Key question: Was this a deliberate ramp-up of a previously small project? If so, quality controls didn't scale with volume.

▶ AA-MENA2-ar-T&S-CAS — weight quadrupled into a below-mean segment

MENA2 CAS: weight-driven damage

Weight grew from 0.51% → 2.25% (4.4x) while accuracy was already below the global mean (73.5%) and fell further to 67.1%. The weight effect alone (−0.215pp) is the largest component — this is a mix-shift problem, not primarily a rate problem.

All three effects are negative: rate (−0.033), weight (−0.215), interaction (−0.112). A triple headwind totaling −0.360pp (22.0% of decline).

Action: Validate whether this weight increase was intentional. Expanding a chronically below-mean segment without quality uplift compounds the global decline.

▶ GR General-MENA1-ku-CNX-ANK — pure rate collapse, no mix excuse

MENA1 ANK: classic accuracy regression

This is the cleanest rate-driven case in the top 10: weight barely moved (2.61% → 2.59%), so the rate effect (−0.322pp) almost entirely explains the −0.321pp total contribution.

Accuracy dropped from 96.8% → 84.4% (−12.4pp) — a steep fall from a high base. No mix-shift or weight excuses here; something changed in execution quality.

Action: Investigate what changed for Kurdish-language GR in MENA1 during W14 — policy update, new labeler cohort, or calibration drift.

Recommended actions

1EMEA Appeal quality RCA — focus on EN, MENA1, DE BPO sites where rate effect is the dominant driver.

2DE-LEJ site investigation — two projects with catastrophic accuracy (0.0% and N/A), possible vendor execution failure.

3Four projects went to N/A (zero weight) in W14 — confirm whether this is sampling shortfall or project suspension.

4SSA weight expansion — the only market with a triple-negative (rate + weight + interaction all negative); validate if the volume increase is intentional.

5EMEA GCP weight surge (0.85% → 2.98%) into a 74%-accuracy segment — check if this is a ramp-up or reallocation, and whether quality support is in place.

6APAC fuzzy rate jumped +0.49pp (largest increase) — investigate whether policy updates or new content types are driving borderline cases.
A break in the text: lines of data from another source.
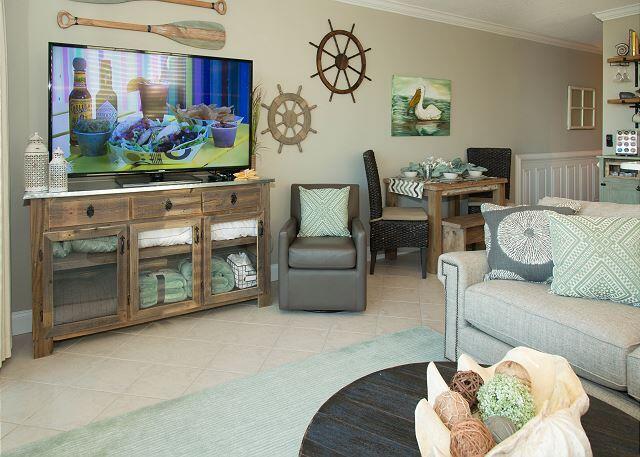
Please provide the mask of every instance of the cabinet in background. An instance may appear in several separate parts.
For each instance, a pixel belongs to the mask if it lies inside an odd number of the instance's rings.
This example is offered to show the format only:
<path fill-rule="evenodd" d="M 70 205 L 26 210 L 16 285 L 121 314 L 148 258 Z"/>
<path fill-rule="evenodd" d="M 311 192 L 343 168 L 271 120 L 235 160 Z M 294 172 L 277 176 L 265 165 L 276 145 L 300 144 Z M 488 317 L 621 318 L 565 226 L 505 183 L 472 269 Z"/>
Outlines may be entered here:
<path fill-rule="evenodd" d="M 640 204 L 640 172 L 624 170 L 625 162 L 640 162 L 640 157 L 600 156 L 600 201 Z"/>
Non-fuzzy quality is strong, but the fuzzy trend needs monitoring.

7AMS decline is entirely fuzzy-driven — non-fuzzy accuracy actually improved. Consider whether fuzzy calibration or policy clarification could recover the 0.19pp loss.
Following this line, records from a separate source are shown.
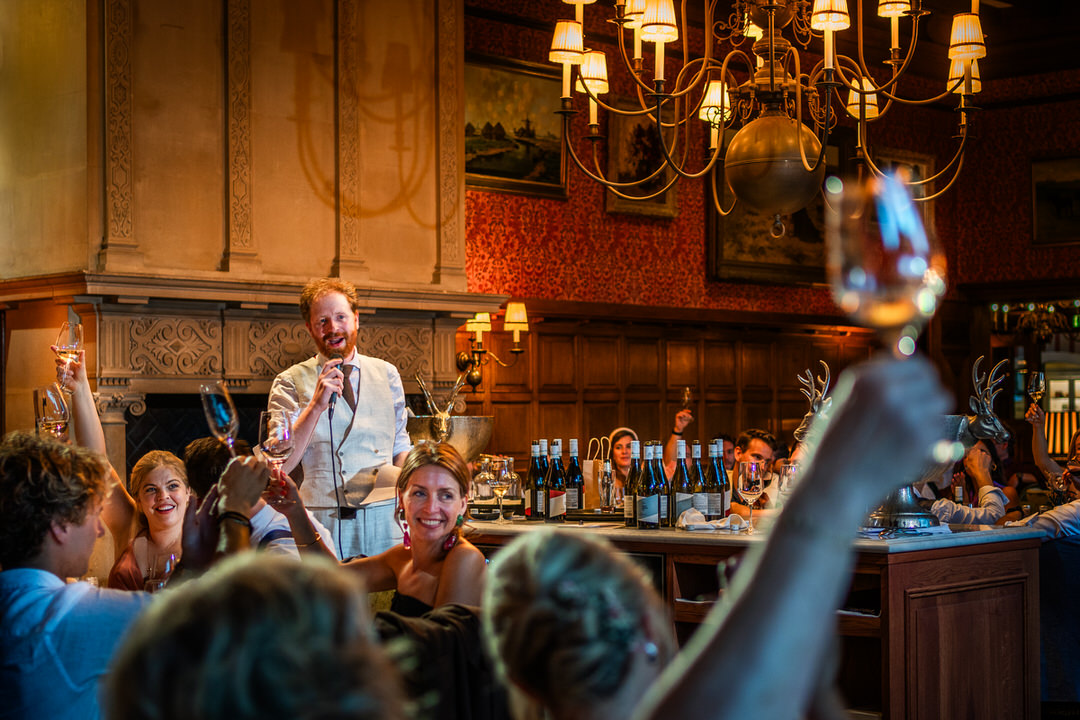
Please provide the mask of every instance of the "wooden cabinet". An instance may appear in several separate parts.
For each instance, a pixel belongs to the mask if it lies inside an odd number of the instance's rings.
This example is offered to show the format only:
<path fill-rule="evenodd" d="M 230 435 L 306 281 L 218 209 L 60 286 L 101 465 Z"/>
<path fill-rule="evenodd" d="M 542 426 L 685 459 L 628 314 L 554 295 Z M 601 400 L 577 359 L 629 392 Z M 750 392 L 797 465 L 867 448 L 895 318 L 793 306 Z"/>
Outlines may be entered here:
<path fill-rule="evenodd" d="M 521 529 L 484 530 L 489 552 Z M 527 528 L 525 529 L 527 531 Z M 581 532 L 581 530 L 574 530 Z M 998 542 L 893 551 L 857 543 L 836 615 L 837 683 L 853 710 L 883 718 L 1034 718 L 1039 714 L 1038 547 Z M 1006 534 L 1002 534 L 1006 533 Z M 649 567 L 680 642 L 698 628 L 750 542 L 675 531 L 603 533 Z"/>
▶ Priority matrix — impact vs effort

Triage prioritization

P0 (immediate): DE-LEJ site — likely site-level outage/failure, accounts for 63.7% of decline from just two projects. Quick root cause identification could recover the most impact.

P1 (this week): Four N/A projects — verify if delivery gaps are fixable. If unplanned, restoring these could offset 167% of the decline (they overlap with rate-driven decline).

P1 (this week): MENA1 accuracy regression — 38.4% of decline, pure rate effect. Check if a policy update or labeler calibration issue occurred during W14.

P2 (track): SSA triple headwind and EMEA GCP weight surge — these are structural issues that need monitoring over W15–W16 to determine if they're transient or persistent.

P2 (track): APAC fuzzy rate surge (+0.49pp) — quality fundamentals are strong but the fuzzy trajectory needs monitoring. AMS fuzzy calibration is a quick-win candidate.